SAN LUIS OBISPO, Calif. - So many types of seats and now one law they must all fall under to protect young children.
"Children up to two years old now have to be rear facing up till their second birthday or if they're 40 pounds or 40 inches tall," explains California Highway Patrol Officer J.W. Townsen.
The picture above shows what a top of the line convertible car seat looks like when it's properly installed; it can go from rear facing to front facing as the child grows.
Ariana Spaulding, owner of EcoBambino in San Luis Obispo has been trained to show new parents how to install various types of car seats.
"You're picturing your car seat kind of like a cocoon, so you want them to be completely cocooned and enveloped in case of an accident. I like these [pads that are] kinda impact protection so in case of an accident and hitting from side to side, it's gonna be much more protective," Spaulding tells us.
The California Highway Patrol can teach parents how to install car seats like the newly required rear facing ones as well, something new mom Jamie Roberts has taken advantage of.

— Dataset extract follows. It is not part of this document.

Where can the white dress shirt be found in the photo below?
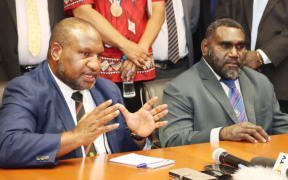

"I was actually in a car accident.. I hit a deer and I felt really good that they were safe in their car seats," Roberts says.
But mom Vailia From isn't quite sold on the rear facing idea and while she complies with the new law for her 18 month old, she plans on doing more research to see if it's actually safer.
"As a mom I obviously want us to do the safest thing for the child but my kid hates being in a car seat and I hate the fact that I have to keep her turned along any longer than I have to so it's a struggle to keep her turned around," From says.
The San Luis Obispo office of the CHP offers car seat help for parents once a week. Officer Townsen says they would rather educate parents rather than have to pull them over to check the seats.